- Fehendhoo Location in Maldives
- Coordinates: 4°52′50.77″N 72°58′19.02″E﻿ / ﻿4.8807694°N 72.9719500°E
- Country: Maldives
- Administrative atoll: Baa Atoll
- Distance to Malé: 98.17 km (61.00 mi)

Area
- • Total: 0.206 km^{2} (0.080 sq mi)

Dimensions
- • Length: 2.160 km (1.342 mi)
- • Width: 0.220 km (0.137 mi)

Population (2022)
- • Total: 198
- • Density: 961/km^{2} (2,490/sq mi)
- Time zone: UTC+05:00 (MST)

= Fehendhoo =

Fehendhoo (ފެހެންދޫ) is one of the inhabited islands of Southern Maalhosmadulhu Atoll, code letter "Baa" in the Dhivehi alphabet and code letter "F-15" in English.

==Geography==
The island is 98.17 km northwest of the country's capital, Malé.

===Horsburgh Atoll===
This atoll is a separate atoll along with Goidhu Island et Fulhadhu. Goidhoo Atoll, (also Goidu or Goifulhafehendhu), appears as Horsburgh Atoll in the Admiralty Chart is separated from South Maalhosmadulhu by a 6-mile broad channel. This atoll is oval in shape and small, its greatest length being 10 miles. The inner lagoon has a depth of 17 to 20 fathoms; it has a sandy bottom mixed with mud and clay. Unlike the lagoons of most small atolls of the Maldives, this lagoon is free from coral heads in its centre.

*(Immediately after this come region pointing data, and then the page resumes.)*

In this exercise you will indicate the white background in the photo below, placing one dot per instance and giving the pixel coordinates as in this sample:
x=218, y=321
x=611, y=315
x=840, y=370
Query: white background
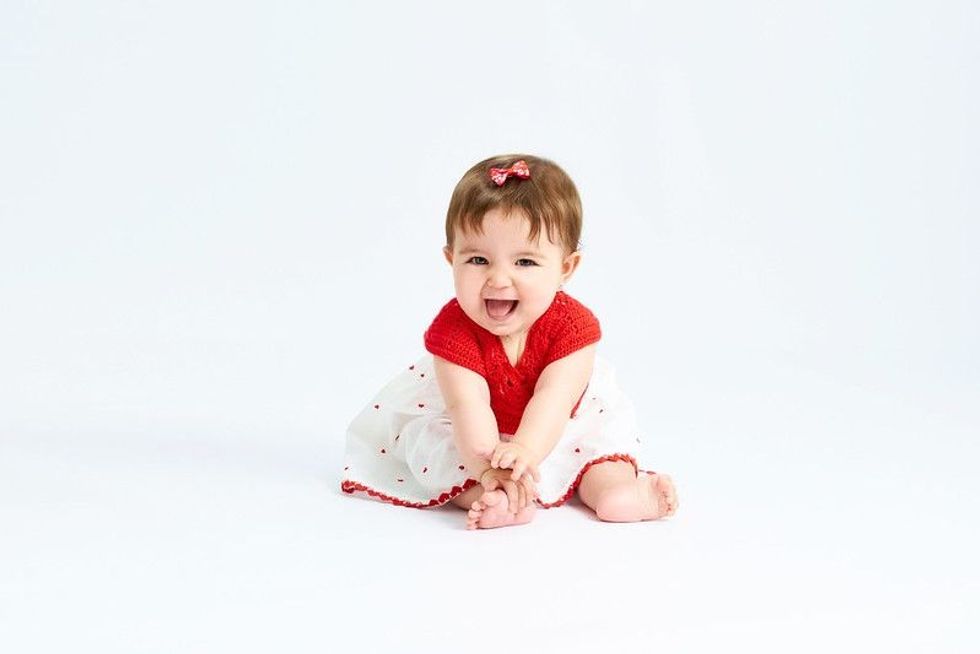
x=220, y=226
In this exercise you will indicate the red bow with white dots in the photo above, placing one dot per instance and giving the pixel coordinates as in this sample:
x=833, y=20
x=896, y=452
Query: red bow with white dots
x=519, y=169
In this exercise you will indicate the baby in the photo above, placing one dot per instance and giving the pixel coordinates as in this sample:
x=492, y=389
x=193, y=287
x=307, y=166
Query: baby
x=512, y=408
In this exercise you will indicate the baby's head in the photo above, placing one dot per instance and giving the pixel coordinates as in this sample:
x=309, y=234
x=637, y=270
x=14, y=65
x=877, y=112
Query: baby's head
x=547, y=198
x=512, y=241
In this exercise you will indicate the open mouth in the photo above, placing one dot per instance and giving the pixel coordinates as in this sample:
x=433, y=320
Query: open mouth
x=500, y=309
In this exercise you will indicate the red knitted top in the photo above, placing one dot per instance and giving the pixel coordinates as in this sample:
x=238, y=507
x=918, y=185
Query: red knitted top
x=565, y=327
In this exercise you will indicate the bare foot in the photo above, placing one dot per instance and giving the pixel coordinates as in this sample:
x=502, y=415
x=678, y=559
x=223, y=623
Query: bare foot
x=492, y=510
x=652, y=497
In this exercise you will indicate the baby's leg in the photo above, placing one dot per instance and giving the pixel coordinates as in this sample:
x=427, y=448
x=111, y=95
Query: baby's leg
x=491, y=509
x=614, y=491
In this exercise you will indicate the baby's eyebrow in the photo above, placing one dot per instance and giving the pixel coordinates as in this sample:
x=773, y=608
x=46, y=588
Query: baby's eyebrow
x=525, y=253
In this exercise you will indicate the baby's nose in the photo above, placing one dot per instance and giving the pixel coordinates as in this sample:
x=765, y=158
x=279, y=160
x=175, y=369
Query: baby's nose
x=497, y=279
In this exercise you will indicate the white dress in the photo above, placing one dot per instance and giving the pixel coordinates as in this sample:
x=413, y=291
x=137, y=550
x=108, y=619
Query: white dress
x=400, y=447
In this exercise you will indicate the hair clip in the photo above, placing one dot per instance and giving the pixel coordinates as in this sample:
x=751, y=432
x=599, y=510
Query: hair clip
x=519, y=169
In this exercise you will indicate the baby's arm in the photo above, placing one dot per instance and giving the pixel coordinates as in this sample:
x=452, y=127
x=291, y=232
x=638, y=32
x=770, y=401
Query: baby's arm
x=467, y=398
x=559, y=387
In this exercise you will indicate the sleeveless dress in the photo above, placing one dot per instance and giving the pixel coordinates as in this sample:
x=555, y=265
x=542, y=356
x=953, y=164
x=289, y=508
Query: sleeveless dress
x=400, y=447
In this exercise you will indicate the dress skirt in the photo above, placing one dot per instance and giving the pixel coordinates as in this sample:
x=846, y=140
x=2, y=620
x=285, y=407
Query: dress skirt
x=400, y=447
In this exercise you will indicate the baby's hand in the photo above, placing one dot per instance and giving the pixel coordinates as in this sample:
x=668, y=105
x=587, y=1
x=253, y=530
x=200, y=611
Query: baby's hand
x=517, y=457
x=520, y=493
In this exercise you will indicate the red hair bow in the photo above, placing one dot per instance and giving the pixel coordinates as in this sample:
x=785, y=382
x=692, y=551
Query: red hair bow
x=519, y=169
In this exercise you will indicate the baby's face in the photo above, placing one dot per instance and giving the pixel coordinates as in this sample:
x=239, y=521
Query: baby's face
x=503, y=264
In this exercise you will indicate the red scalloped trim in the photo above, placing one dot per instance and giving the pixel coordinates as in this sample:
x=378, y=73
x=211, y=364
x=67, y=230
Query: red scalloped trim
x=352, y=486
x=578, y=480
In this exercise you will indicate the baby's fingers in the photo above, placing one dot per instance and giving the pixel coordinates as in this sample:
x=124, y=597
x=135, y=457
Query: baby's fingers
x=524, y=468
x=530, y=489
x=513, y=496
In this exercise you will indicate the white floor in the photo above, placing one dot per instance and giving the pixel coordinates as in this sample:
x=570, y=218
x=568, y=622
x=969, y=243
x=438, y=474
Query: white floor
x=814, y=517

In the Admiralty Charts, this atoll is named after James Horsburgh, hydrographer to the East India Company and author of the "Directions for Sailing to and from the East Indies, China, New Holland, Cape of Good Hope, and the interjacent Ports, compiled chiefly from original Journals and Observations made during 21 years' experience in navigating those Seas".